A menagerie of fairy tale characters are despondent to find themselves exiled from the Kingdom of Duloc and relocated to Shrek’s swamp. The stage design takes the form of giant book shelf. The painted fabric backdrops are changed from scene to scene via an ingenious storybook metaphor — the “page” is turned by characters on the stage.
Even after they break her gingerbread leg, Gingy (Tasha Thomas) refuses to tell Lord Farquaad (Michael Shapiro) where the Princess is held. She finally talks when Farquaad threatens to pull off her gum-drop buttons. The giant cookie sheet is one of my favorite set pieces of all time.
“Punch Buggy!” Nothing can deter the hyper-excited Donkey (Isaac Scobey-Thal) from befriending Shrek. Not even Shrek.

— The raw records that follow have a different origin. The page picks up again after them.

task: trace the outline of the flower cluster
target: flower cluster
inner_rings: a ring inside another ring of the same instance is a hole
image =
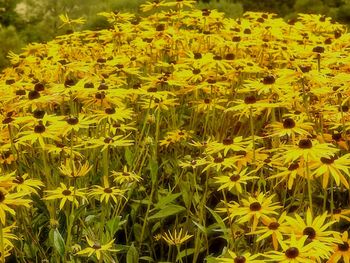
[[[349,262],[350,34],[194,6],[10,54],[3,262]]]

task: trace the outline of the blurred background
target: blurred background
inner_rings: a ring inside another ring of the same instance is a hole
[[[152,1],[152,0],[150,0]],[[45,42],[65,34],[60,28],[60,14],[70,18],[84,17],[81,30],[98,30],[108,26],[97,13],[122,11],[140,13],[146,0],[0,0],[0,70],[9,64],[9,51],[19,52],[31,42]],[[297,13],[317,13],[350,24],[350,0],[198,0],[198,8],[217,9],[229,17],[239,17],[245,11],[277,13],[291,19]]]

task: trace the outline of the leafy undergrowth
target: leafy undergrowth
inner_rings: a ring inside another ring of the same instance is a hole
[[[349,262],[350,34],[193,4],[10,54],[2,261]]]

All freaks and quirks are banished from Duloc. Lord Farquaad (Michael Shapiro) aims for robot-like conformity.
As Princess Fiona advances in age (from child to adolescent to adult), she grows increasingly frantic about her rescue. “I Know It’s Today.”
(l-r) Princess Fiona as a teenager (Alexa Zielinski), as a woman (Hannah Hasseltine), and as a young girl (Dana Steiner).
Donkey and Shrek actually appear to be traversing a rickety old bridge above a fiery pit. Well done, production designers!
The Dragon (Tionna Griffin) takes the stage. Six additional cast members — one at each wing, one at the tail, and three in the body — help bring this mythical creature to life. The entire dragon was created by senior, and costume crew mentor, Mitch Fehrle.
Dragon (Tionna Griffin) intends to love (and keep) Donkey (Isaac Scobey-Thal) forever. (Dragon wing: Molly Cocco)
The fight. Kudos to Sena Adjei for the perfectly executed back-flip (and for timing it just when I was ready to capture it)!
The beautiful night-sky envelops the audience in Schreiber Auditorium.
Andrew Nazarro’s rendition of “What I’d Be” gave me major goosebumps.
In the morning, Princess Fiona (Hannah Hesseltine) sings and dances with all the forest animals, including the rats.
Another coup for the props team: a dancing deer!
“I Got You Beat,” eventually devolves into a battle of the grossest bodily noises. Tim Van Riper, assistant music director and PTG alum, mimicked an assortment of fart sounds from the orchestra pit. My sources tell me that Shrek (Andrew Nazzaro) and Fiona (Hannah Hesseltine) never knew which particular fart noise Tim was going to make next — or for how long — which made for some hilarious improvisation.
The “Ballad of Farquaad,” chronicles Lord Farquaad’s ignominious pedigree. Long story short: his daddy was a grumpy miner (as in, “Heigh ho! Heigh ho! It’s off to work we go!”).
Donkey (Isaac Scobey-Thal) and the Three Blind Mice (Molly Cocco, Emily Uhlmann and Sam Torres) belt out “Make a Move.” (I loved the Isaac Hayes homage
Donkey (Isaac Scobey-Thal) discovers Fiona in her ogress form (Karina Stribley). And how perfect is Donkey’s shadow?
Fairy tales gone rogue: Fiona’s high-pitched singing causes a bluebird’s head to literally explode. | There aren’t many men of Farquaad’s “stature.” (Hannah Hesseltine + Michael Shapiro)
Lead by Pinocchio (Jordan McKay), the fairy tale creatures let their freak flags fly!
A closer look at some of the costumes: Wicked Witch (Kelsey Detering). | Costume designer Mitch Fehrle sacrificed his very own feather pillow to create the perfectly mangy Ugly Duckling (Oren Steiner). | Gingy (Tasha Thomas) with her leg “glued” back on with icing.
Sunflower (Gabrielle Keen) | The Three Little Pigs (Remington Reackhof, Sabra Satz-Kojis, and Jake Jadele) | An all too rare sighting of the Big Bad Wolf (of Little Red Riding Hood fame) with grandmother’s robe open.
Dragon crashes though the window and takes down Farquaad, while Shrek and Fiona make their escape.
“By night one way, by day another. / This shall be the norm. / Until you find true love’s first kiss, / And then take love’s true form.”
“I’m a Believer!” Pioneer Theatre Guild, we will always be believers.